10.3    Regional MPAS and WRF: Comparison and Evaluation

 

Chen, Ming, May Wong, Bill Skamarock, and Wei Wong, National Center for Atmospheric research

 

To evaluate the performance of regional MPAS relative to WRF, 72-hr simulations of regional MPAS are compared with WRF simulations over winter and spring periods using similar domains and configurations. In total 40 forecasts have performed using MPAS and WRF, and results of the two models are compared with each other and verified against GFS analyses. The physics schemes used in the two models are identical, and are components of the shared physics for WRF and MPAS. We find that the two models produce quite similar simulations. Statistically, spatial patterns of surface temperature, precipitation and wind fields are consistent between the two model simulations. Vertical distributions of deviations of temperature and water vapor content from the GFS analysis also have similar patterns.
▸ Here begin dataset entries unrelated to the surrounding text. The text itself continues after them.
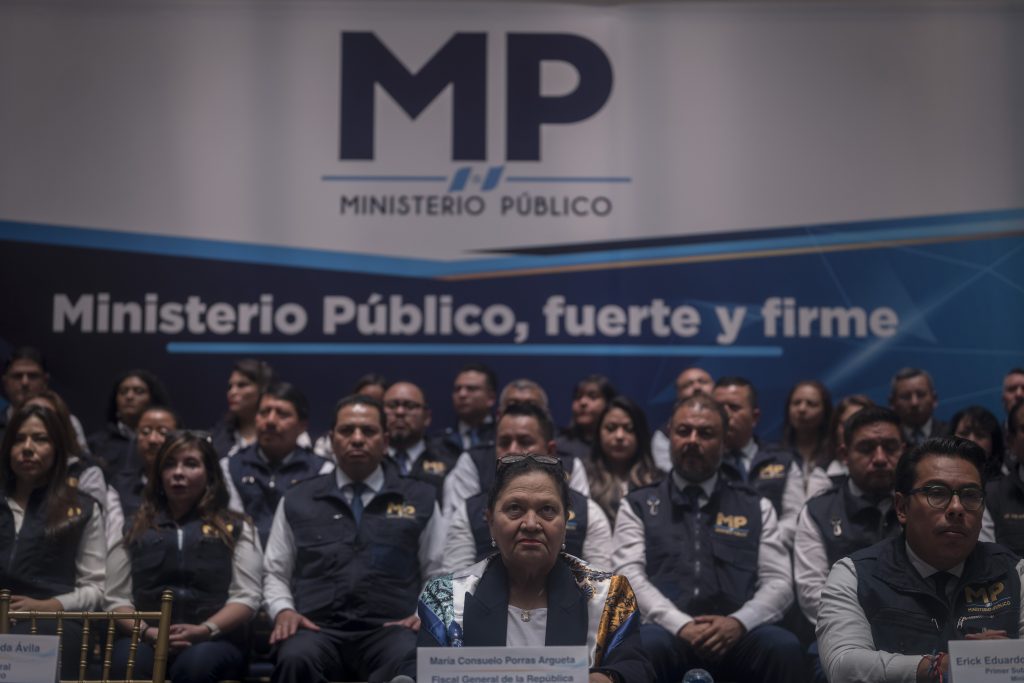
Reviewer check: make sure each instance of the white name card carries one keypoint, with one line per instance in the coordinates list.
(28, 658)
(986, 660)
(502, 665)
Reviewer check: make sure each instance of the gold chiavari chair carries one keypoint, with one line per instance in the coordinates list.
(163, 623)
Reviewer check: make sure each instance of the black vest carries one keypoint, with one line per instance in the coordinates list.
(431, 467)
(576, 527)
(908, 617)
(1005, 499)
(199, 571)
(35, 563)
(261, 487)
(768, 473)
(848, 523)
(356, 578)
(707, 562)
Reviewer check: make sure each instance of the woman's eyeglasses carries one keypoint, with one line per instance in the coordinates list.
(505, 461)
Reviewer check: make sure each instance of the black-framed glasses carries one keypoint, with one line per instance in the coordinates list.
(938, 496)
(512, 459)
(198, 434)
(409, 406)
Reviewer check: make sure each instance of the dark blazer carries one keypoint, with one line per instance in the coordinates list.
(485, 619)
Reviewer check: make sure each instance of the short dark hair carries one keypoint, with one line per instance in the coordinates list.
(909, 374)
(706, 401)
(359, 399)
(370, 379)
(507, 473)
(158, 394)
(951, 446)
(544, 420)
(739, 381)
(164, 409)
(603, 385)
(259, 372)
(868, 416)
(1013, 417)
(491, 377)
(291, 393)
(26, 353)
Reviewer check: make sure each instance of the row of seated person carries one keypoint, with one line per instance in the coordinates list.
(347, 553)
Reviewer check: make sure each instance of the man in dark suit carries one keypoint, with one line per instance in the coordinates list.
(408, 420)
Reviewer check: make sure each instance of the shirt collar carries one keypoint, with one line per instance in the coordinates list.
(414, 452)
(926, 569)
(374, 482)
(708, 485)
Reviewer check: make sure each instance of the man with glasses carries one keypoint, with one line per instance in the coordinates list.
(889, 611)
(408, 420)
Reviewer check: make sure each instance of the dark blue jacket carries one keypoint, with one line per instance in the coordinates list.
(767, 474)
(908, 617)
(261, 486)
(848, 523)
(1005, 500)
(706, 562)
(356, 578)
(199, 571)
(35, 563)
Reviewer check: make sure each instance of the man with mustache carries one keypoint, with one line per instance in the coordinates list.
(258, 475)
(707, 562)
(889, 611)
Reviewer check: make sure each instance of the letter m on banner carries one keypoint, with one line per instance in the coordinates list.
(462, 61)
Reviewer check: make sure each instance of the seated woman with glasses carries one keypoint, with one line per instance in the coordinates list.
(183, 538)
(51, 535)
(529, 593)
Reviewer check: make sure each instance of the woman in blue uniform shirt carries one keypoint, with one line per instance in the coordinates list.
(183, 538)
(51, 536)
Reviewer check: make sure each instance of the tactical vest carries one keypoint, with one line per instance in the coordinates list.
(35, 563)
(356, 578)
(705, 562)
(261, 486)
(576, 527)
(188, 558)
(848, 523)
(908, 617)
(1005, 499)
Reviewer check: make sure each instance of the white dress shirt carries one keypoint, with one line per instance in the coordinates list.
(90, 561)
(773, 593)
(810, 558)
(247, 572)
(845, 641)
(279, 560)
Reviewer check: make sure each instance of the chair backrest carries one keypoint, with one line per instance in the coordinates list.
(162, 617)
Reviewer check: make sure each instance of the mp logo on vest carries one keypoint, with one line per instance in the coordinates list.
(986, 598)
(732, 525)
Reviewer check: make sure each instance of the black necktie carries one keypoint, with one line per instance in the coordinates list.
(357, 489)
(692, 495)
(401, 458)
(941, 580)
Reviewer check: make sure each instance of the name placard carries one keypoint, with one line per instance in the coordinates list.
(986, 660)
(28, 658)
(502, 665)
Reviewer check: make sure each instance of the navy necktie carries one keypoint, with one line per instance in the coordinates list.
(357, 489)
(401, 458)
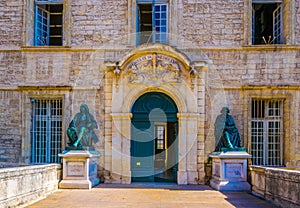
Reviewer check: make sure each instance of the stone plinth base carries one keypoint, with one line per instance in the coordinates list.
(229, 171)
(79, 169)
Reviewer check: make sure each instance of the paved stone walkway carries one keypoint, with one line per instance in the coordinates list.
(146, 195)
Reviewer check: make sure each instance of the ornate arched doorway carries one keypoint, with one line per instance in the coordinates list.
(154, 144)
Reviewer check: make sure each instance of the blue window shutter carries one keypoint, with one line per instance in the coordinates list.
(161, 23)
(153, 21)
(41, 26)
(277, 25)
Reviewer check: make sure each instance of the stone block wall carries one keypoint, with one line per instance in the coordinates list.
(28, 184)
(277, 185)
(97, 22)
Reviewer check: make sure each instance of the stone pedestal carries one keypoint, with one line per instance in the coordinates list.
(229, 171)
(79, 169)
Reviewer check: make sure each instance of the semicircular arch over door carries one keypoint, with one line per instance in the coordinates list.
(154, 145)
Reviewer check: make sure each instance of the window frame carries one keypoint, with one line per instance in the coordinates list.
(42, 129)
(154, 36)
(262, 147)
(276, 22)
(38, 7)
(164, 125)
(288, 22)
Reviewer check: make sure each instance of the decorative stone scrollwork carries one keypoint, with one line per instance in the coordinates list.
(154, 69)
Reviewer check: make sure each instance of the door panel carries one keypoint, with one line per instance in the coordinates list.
(154, 159)
(142, 152)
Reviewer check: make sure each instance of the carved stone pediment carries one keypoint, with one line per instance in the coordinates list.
(154, 69)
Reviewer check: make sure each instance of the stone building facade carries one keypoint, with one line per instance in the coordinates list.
(201, 55)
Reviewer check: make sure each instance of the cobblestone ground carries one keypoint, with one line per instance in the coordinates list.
(150, 195)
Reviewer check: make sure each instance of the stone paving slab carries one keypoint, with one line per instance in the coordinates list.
(150, 195)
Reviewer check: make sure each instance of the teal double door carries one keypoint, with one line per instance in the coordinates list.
(154, 145)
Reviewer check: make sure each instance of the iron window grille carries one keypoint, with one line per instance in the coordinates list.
(46, 130)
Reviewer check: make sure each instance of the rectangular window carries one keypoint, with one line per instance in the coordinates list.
(46, 130)
(48, 23)
(160, 136)
(266, 132)
(267, 22)
(152, 19)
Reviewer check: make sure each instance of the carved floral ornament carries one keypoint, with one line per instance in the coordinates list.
(153, 69)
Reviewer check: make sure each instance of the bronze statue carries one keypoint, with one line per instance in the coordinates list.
(80, 131)
(226, 134)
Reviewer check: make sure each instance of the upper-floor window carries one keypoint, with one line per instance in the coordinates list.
(267, 132)
(152, 21)
(48, 23)
(267, 22)
(46, 130)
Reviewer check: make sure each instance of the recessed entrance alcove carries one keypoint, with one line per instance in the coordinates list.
(154, 98)
(154, 143)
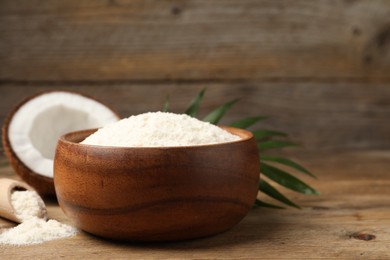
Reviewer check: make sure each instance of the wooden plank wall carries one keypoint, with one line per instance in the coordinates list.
(321, 69)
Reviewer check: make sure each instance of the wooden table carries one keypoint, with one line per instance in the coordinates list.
(349, 220)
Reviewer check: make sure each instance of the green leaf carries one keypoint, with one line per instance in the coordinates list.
(166, 104)
(259, 203)
(287, 162)
(261, 134)
(193, 108)
(274, 144)
(247, 122)
(285, 179)
(274, 193)
(214, 116)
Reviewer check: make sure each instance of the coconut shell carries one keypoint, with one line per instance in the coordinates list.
(42, 184)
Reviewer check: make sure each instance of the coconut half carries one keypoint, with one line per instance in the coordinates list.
(31, 131)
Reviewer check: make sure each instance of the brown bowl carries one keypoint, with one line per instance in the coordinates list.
(156, 194)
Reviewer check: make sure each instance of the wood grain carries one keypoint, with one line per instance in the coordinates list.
(354, 203)
(317, 115)
(193, 40)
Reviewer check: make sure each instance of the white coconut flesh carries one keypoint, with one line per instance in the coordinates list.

Skill scores of precipitation simulation by MPAS and WRF are computed. A strong winter storm case shows that the performance of the two models is similar for this strong winter storm. Precipitation simulations over the Great Lakes region, where the storm swept across, are compared. Both models can well reproduce the spatial distribution of total amount of precipitation during the storm process; time series of domain-average precipitation indicates that the two models yield consistent evolution of the storm process.